As Locksley prepares the Terps for the Oct. 24 game against Penn State at M&T Bank Stadium the irony can’t be overlooked. When he looks across the field and sees James Franklin he will see the man who was slated to precede him as Maryland’s first Black head coach. Anderson didn’t follow the secession plan set forth by Randy Edsall’s predecessor, Ralph Friedgen, so the history associated with this opportunity falls to Locksley. However, the whirlwind of the past two weeks hasn’t given him time to pause and embrace the historical significance.

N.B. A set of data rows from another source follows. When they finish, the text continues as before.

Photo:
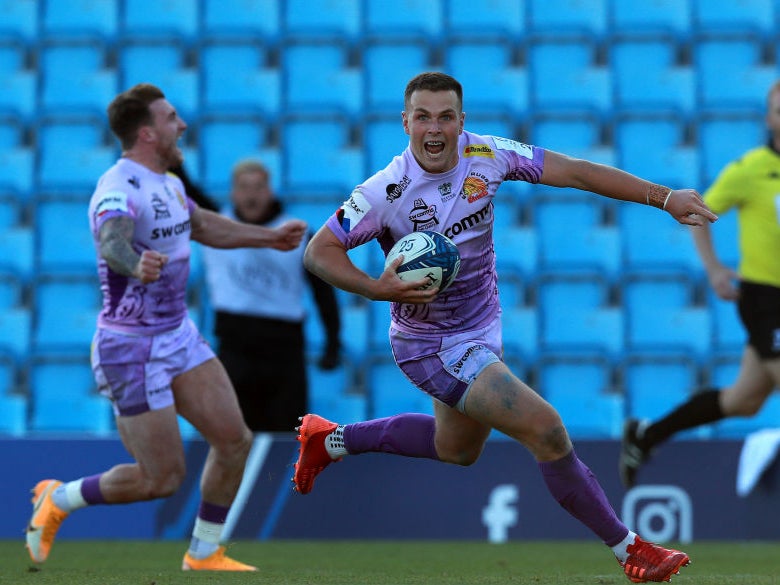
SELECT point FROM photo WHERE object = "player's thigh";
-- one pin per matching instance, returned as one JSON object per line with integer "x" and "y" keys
{"x": 755, "y": 381}
{"x": 205, "y": 397}
{"x": 154, "y": 441}
{"x": 459, "y": 438}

“Those are the things that aren’t important to the game itself. That’s what the fans and media tend to look at,” said Locksley. “We can’t worry about the past record against Penn State or the rivalry we’re trying to create or the things that involved why James was to replace Ralph Friedgen or not.”
“The only thing that we’ve got to worry about is the game we are going to play Saturday . That’s what I’m going to put all my energy into and that’s what I’ve asked the guys to do because where you get in trouble in such a fragile time like now is if you get caught on things that don’t affect the game. We have a one track mind on the game that’s coming up.”
While Locksley doesn’t see it as a dress rehearsal for the full time job the stage is set for him to make a strong case for consideration. Maryland has an imposing schedule to finish the season with games against nationally ranked conference opponents: Penn St., Michigan St., and Iowa. Perennial Big 10 power Wisconsin is their homecoming guest with Indiana and Rutgers presenting great challenges down the stretch. Four wins over the next six would make for a compelling argument though he doesn’t plan to lobby for the job.
“Anyone who knows me knows the affinity I have for this area and the University of Maryland,” says Locksley. “No matter where I’ve been I’ve always checked to see how are doing. If it happens great but, if not, I will put on another uniform and continue to recruit players from the DMV.”